執筆者プロフィール
曽我部 貴司(そがべ たかし)
株式会社未々乃介代表取締役文学部 卒業1996文
曽我部 貴司(そがべ たかし)
株式会社未々乃介代表取締役文学部 卒業1996文
「ご馳走さま、美味しかったよ」「ありがとうございます、良いお休みを」商品を提供し対価を頂く。経済活動としてはそこで完結しているけれど、飲食という仕事の醍醐味は、こんなひとときにある。
悩み多き面倒な学生だった。人とは何か、生きるとは何か。自分への問いばかりを抱えた日々。そんな僕に日吉や三田の風はやさしく、多様な刺激を運んできてくれた。
それでもどこか足りず、同級生達が社会へ踏み出していく中、他人事のように眺めていた僕は、フランスで感化された料理の世界に飛び込み、感覚と根性に頼る厳しい下積みを経験する。その折々にも塾の風は吹き、僕の能力や可能性に下駄を履かせ、助けてくれた。

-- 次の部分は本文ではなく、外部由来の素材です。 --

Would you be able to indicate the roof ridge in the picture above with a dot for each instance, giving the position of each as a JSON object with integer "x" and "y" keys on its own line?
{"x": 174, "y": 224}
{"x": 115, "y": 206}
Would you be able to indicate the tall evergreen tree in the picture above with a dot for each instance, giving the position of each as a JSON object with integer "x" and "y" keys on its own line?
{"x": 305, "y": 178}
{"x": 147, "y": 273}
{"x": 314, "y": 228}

社会と折り合いがついた頃、父子家庭の父としての時間が始まった。自分のことは後回しにせざるを得ない日々。「自分の人生とは」という問いはどこかへ消え、ただ目の前の生活を回すことに明け暮れた。あの嵐のような時間もまた学びとなった。幸いにも周りの方々に大いに支えられ、子供達は成長。子離れの時期を迎え、翻って自分は社会に対し何を返せるのだろうか、と考えるようになった。
僕は飲食の世界しか知らない。しかし、現場で料理をつくることと、この事業の構造を捉え言語化すること。その両輪で新しい価値を創造できる──自問を重ね、多少の自惚れも含めて、世の中のお役に立てるとしたらそこしかないと、残りの人生を賭けてみることにし、株式会社未々乃介を設立。
現在、飲食のコンサルティングを行いつつ、北総エリアでキッチンカー「みみのすけ」を運営、地元の優れた農畜産物を用い、進化させた豚の生姜焼きとジンジャードリンクを提供している。地域に賑わいや繋がりを生み、新たな名産へと育てていくことが目標。キッチンカーは経営的には必ずしも最適解ではないが、理屈だけでなく現場を持っていることが強み、と外向きには語っている。だが本音は単純で、お客様とのやりとりがただ嬉しいからだ。地域創生という大きな理想を掲げつつ、その時間を楽しませていただいている。
11年前に林で拾った子猫に「まだまだの男」という意味でつけた「未々乃介」は、会社とキッチンカーの名になった。あの林で感じた薫風も、キャンパスでのそれと、どこかで繋がっていたのかもしれない。
※所属・職名等は本誌発刊当時のものです。